To make matters worse, all the promos of the movie on TV keep telling audiences they will be blown away by the twist in the movie. Once you even know there is a twist, it is blindingly obvious what it is going to be. And as Bharath noted, Scorsese does the movie no favors by repeatedly dropping some hints that if you were a) clueless, help you to correctly figure out the twist, or b) suspicious, confirm what you had been suspected since the first 20 minutes of the film.

Having said that, it is still a pretty good movie, and worth watching once. Especially worth watching on the big screen, for the creepy and mindbuggering audio-visual layout. Robert Richardson, the studly cinematographer behind such gems as Kill Bill and Inglourious Basterds, has outdone himself in creating a haunting, ultra-dominant and inescapable atmosphere of the island that completely pulls you in. Even after figuring out what is going to happen, you stay engrossed chiefly because of the cinematography.

And of course, the performances, all brilliant. Dicaprio is the most unrewarded, if not underrated actor of our times. In terms of acting, he hits it out of the park, but Scorsese forcing him to tip his hand plot-wise takes the sheen off it. Ben Kingsley is an imposing presence, and perfectly manages to portray the amalgam of ruthless efficiency and genuine compassion that his character is all about. But the best of the lot for me was Mark Ruffalo, another under-rated actor I have been a fan of since he, IMHO overshadowed Downy in Zodiac. Ruffalo's character is also possibly the best written in the movie, and he is the only one who in the end manages to sail through the pledge, the turn and the prestige.

The who the what and the huh?

Every great magic trick consists of three parts or acts. The first part is called "The Pledge". The magician shows you something ordinary: a deck of cards, a bird or a man. He shows you this object. Perhaps he asks you to inspect it to see if it is indeed real, unaltered, normal. But of course... it probably isn't. The second act is called "The Turn". The magician takes the ordinary something and makes it do something extraordinary. Now you're looking for the secret... but you won't find it, because of course you're not really looking. You don't really want to know. You want to be fooled. But you wouldn't clap yet. Because making something disappear isn't enough; you have to bring it back. That's why every magic trick has a third act, the hardest part, the part we call "The Prestige"."

- Cutter (Michael Caine) in Christopher Nolan's The Prestige

One of my favorite movie lines of all time. With such universal applicability. So I am going to use them here. Movies like Shutter Island are elaborate magic tricks. Where it falls short is, that even before the Pledge and especially after the Turn, it actually goads you to look for the secret. You don't really want to know, but it refuses to let you delude yourself. And after you figure it out, it mostly fails on the Prestige. Except for Ruffalo's character.

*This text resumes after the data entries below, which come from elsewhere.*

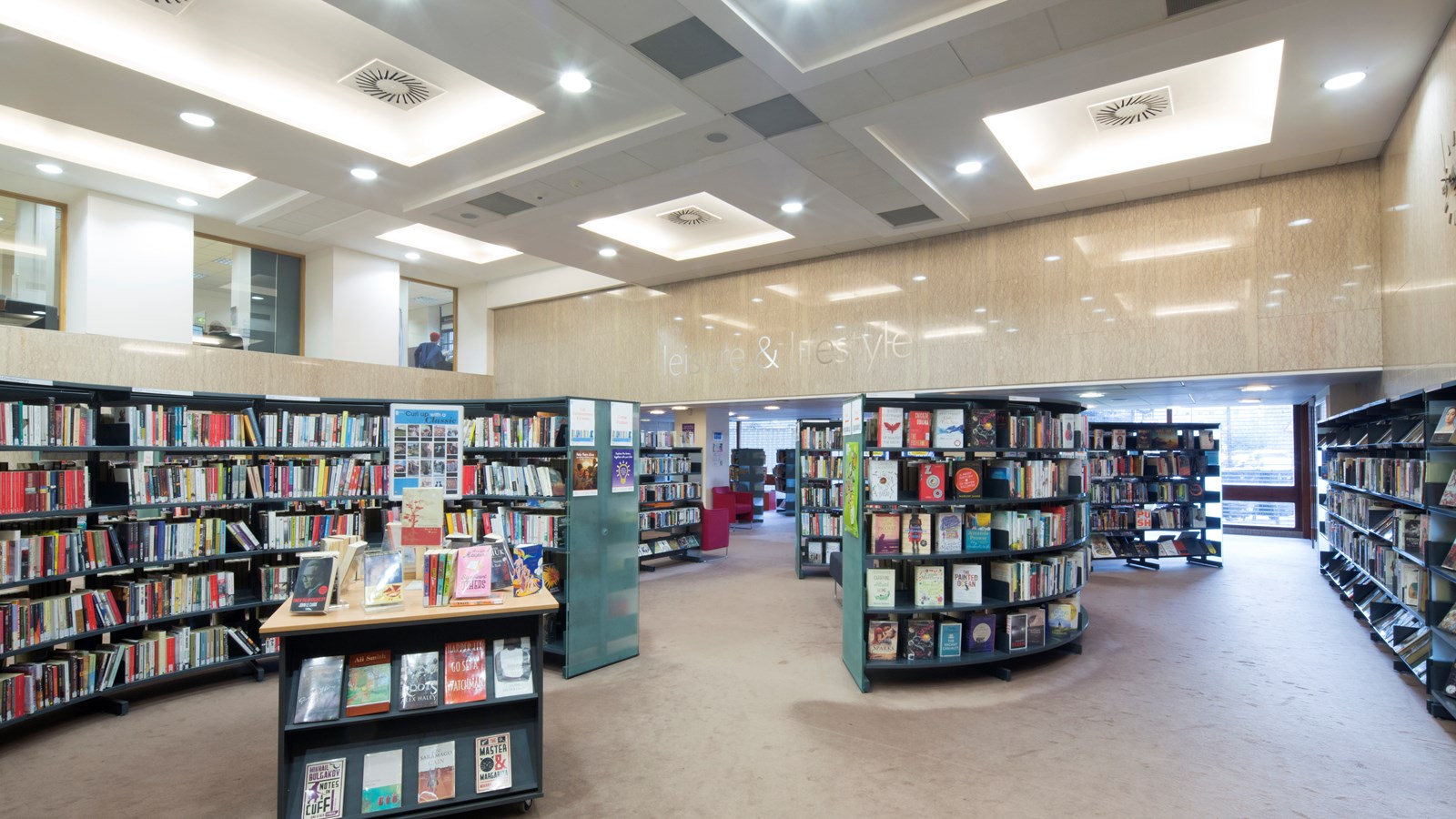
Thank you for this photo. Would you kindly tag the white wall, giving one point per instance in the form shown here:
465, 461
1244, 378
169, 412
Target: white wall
128, 270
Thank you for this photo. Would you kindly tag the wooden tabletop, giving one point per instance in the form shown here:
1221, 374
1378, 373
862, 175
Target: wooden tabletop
284, 622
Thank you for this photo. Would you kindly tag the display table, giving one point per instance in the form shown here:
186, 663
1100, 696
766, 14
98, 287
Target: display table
411, 630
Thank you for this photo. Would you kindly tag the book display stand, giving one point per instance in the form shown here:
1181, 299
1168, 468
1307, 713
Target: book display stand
1150, 497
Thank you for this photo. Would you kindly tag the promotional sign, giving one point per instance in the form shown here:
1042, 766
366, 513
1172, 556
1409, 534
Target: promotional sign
424, 448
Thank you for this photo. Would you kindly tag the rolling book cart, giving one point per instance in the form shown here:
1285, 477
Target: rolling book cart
408, 630
1150, 496
1016, 571
820, 503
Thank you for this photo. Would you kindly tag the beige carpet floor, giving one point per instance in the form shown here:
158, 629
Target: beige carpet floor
1249, 691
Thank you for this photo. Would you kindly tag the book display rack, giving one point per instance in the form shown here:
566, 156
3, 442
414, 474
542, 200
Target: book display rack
1388, 525
670, 499
1149, 493
819, 511
966, 525
417, 712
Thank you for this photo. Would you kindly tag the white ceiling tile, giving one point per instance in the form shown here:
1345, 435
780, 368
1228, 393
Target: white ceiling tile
630, 22
1079, 22
1309, 162
844, 96
734, 85
921, 72
619, 167
1005, 46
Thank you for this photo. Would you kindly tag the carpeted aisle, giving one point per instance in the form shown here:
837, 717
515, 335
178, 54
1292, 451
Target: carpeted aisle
1249, 691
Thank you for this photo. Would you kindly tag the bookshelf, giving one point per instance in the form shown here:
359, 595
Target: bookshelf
408, 630
1014, 477
670, 499
1149, 493
819, 494
1383, 535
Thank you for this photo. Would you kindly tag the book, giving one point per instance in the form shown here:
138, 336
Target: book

Scorsese should still be commended for wandering into such unfamiliar territory, so late in his career, and coming out relatively unscathed. And he does show his genius in the end. When, even after the big and by-now anti-climatic revelation, he leaves you wondering. With Dicaprio's final line that goes...


"Which would be worse, to live as a monster or to die as a good man?" Leaves you wondering, is he more like Lenny from Memento, willfully wrapping himself in a purposeful delusion? Or is he like whatzizname from Identity, someone who can't help it?

I say it's the former. And that's what makes you leave the theater on a satisfied note. If only the skill shown with that last line had been applied throughout the movie. And, well, more importantly, is only the movie had been made 15 years ago. Because no matter how much better Scorsese had made it, in 2010, really, most sentient beings should be able to figure out the twist half an hour into the movie.